On Dec. 16 one of two trailing umbilical system cables providing power, 
data and video was severed by a device designed to cut the umbilical 
should it become jammed. A second cable provides the same links to the 
mobile transporter. Tokarev and McArthur partly inserted a bolt and then 
wire-tied a cable to eliminate the risk of uncommanded cutting of that 
second, intact cable.

To replace the severed cable, a new umbilical assembly is scheduled to 
be installed during Discovery's STS-121 mission to the station.
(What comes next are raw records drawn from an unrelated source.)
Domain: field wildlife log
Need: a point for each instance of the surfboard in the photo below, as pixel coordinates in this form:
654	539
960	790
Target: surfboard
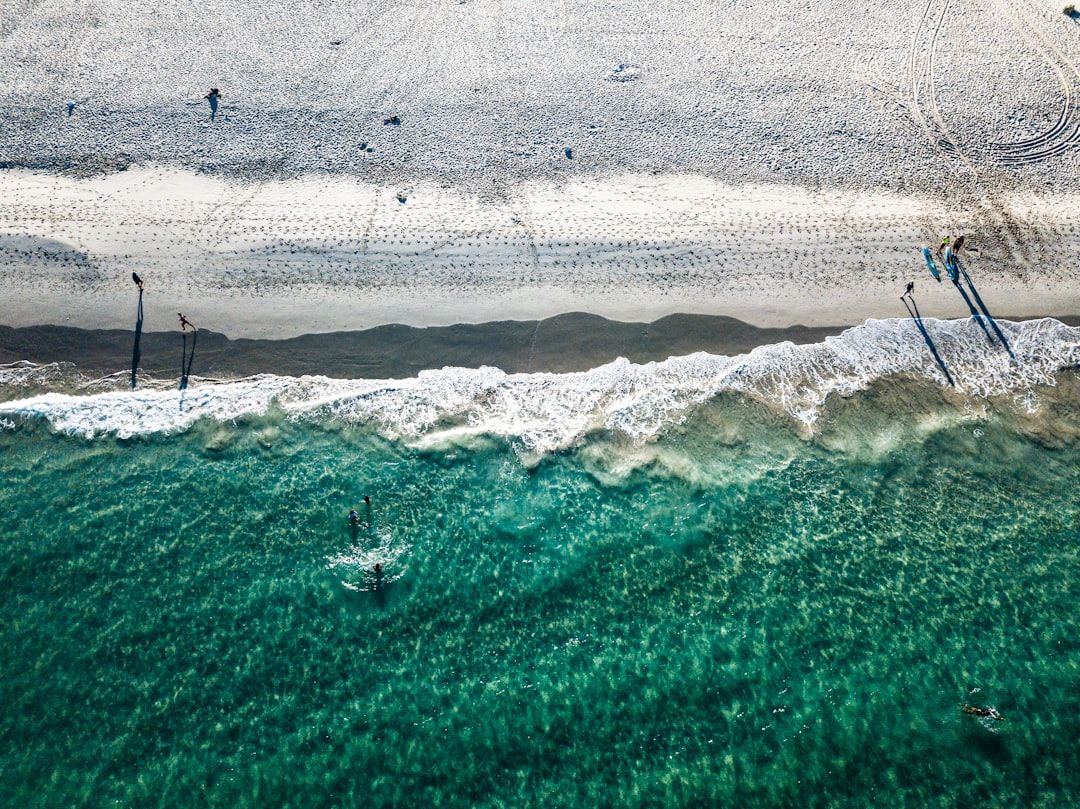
931	264
950	267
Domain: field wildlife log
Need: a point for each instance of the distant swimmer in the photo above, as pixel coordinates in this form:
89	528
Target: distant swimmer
987	713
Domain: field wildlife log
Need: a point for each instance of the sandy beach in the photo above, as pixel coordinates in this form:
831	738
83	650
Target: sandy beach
498	163
556	428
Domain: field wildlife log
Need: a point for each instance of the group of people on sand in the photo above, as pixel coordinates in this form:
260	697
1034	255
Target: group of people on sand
909	291
184	321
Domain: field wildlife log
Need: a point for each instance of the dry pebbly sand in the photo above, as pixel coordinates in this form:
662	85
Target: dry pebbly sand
780	163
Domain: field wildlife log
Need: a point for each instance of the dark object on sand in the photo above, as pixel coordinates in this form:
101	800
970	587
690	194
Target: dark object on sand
213	96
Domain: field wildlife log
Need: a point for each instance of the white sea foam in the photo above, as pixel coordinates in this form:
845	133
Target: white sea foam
545	412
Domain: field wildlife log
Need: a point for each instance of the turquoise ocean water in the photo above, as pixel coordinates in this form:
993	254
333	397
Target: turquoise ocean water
766	580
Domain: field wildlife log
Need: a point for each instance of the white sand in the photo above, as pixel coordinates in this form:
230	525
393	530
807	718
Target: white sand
780	163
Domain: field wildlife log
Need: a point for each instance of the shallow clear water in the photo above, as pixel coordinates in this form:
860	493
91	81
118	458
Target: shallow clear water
730	612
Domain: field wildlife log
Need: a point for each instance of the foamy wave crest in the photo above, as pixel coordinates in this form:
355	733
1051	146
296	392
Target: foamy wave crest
547	412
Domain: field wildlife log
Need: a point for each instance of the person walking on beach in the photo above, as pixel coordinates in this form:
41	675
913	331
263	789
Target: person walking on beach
213	96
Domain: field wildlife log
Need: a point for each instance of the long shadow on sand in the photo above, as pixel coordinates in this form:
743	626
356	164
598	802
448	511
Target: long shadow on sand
926	336
982	306
137	350
971	308
186	361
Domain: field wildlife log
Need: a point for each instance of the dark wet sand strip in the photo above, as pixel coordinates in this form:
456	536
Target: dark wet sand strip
563	344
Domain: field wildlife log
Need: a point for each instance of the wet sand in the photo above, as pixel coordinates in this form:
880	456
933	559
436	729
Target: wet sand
564	344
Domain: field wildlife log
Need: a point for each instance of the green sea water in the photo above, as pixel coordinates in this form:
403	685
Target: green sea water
732	614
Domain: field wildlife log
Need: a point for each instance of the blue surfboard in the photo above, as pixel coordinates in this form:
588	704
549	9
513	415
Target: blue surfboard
930	263
954	271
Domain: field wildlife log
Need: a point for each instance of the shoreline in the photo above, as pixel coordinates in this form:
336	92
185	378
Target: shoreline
565	344
325	255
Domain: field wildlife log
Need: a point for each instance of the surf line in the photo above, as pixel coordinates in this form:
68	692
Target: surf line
926	336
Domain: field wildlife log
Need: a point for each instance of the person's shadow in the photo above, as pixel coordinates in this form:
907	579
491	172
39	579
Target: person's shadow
137	351
186	360
913	309
213	96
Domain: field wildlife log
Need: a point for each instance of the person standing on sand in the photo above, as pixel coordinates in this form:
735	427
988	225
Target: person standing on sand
213	96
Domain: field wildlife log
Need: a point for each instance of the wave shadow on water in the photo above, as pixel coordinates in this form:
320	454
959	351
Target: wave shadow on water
982	306
926	336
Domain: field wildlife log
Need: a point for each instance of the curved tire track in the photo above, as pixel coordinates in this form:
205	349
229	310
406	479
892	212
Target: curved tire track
1065	133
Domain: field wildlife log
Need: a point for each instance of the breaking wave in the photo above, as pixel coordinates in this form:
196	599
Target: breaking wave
548	412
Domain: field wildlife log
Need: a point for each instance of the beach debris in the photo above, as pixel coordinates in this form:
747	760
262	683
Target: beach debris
625	72
213	96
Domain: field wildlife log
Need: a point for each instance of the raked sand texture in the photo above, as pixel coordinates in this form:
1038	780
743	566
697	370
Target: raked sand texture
443	162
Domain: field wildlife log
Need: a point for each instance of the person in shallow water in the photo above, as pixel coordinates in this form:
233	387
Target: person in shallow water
988	713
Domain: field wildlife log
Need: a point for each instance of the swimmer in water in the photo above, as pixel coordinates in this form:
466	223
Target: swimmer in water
986	713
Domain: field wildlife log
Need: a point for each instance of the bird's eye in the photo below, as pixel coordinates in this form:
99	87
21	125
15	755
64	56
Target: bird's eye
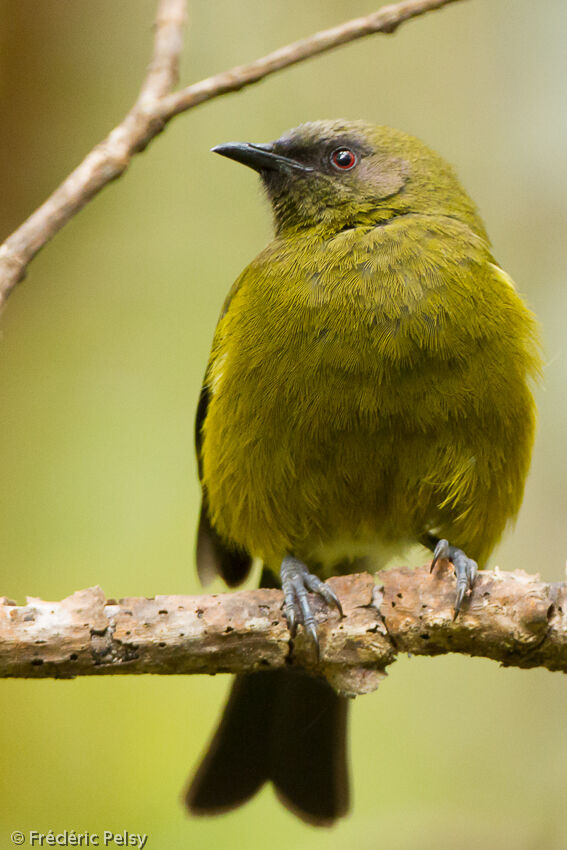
344	159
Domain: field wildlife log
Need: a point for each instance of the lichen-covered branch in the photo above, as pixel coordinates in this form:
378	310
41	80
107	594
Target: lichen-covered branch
157	104
513	618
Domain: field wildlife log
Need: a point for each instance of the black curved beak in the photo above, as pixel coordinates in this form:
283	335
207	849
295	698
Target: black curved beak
259	157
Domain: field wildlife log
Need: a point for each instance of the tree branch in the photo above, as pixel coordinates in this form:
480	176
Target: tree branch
156	105
513	618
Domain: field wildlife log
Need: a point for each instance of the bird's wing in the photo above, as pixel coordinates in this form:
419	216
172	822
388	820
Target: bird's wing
214	555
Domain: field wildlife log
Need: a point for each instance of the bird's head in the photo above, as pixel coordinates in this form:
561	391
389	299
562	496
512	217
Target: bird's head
332	175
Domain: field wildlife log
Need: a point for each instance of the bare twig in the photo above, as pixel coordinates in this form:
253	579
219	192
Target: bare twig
513	618
156	105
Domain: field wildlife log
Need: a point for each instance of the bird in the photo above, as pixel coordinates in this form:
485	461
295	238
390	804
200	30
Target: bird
370	386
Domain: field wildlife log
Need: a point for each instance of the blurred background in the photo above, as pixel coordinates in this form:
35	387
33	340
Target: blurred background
102	353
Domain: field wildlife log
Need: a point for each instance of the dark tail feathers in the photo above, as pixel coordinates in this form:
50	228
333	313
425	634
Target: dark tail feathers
283	726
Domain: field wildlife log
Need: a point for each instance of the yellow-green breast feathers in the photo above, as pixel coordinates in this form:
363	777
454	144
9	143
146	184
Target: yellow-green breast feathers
369	379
Back on the hull of the Zvezda service module, spacewalkers retrieved 
the Biorisk experiment, which looks at microorganisms in space. 
Subsequently they photographed a sensor for a Russian Micrometeoroid 
Measuring System.

Tokarev and McArthur inspected and/or photographed several areas on 
Zvezda's exterior, including thrusters and nearby areas. They 
photographed a ham radio antenna and a fuel drain outlet pipe.

The spacewalkers inspected their suits, wiped off suit gloves and then 
jettisoned the towels before re-entering Pirs and closing its hatch.

This was the second spacewalk for Tokarev and the fourth for McArthur.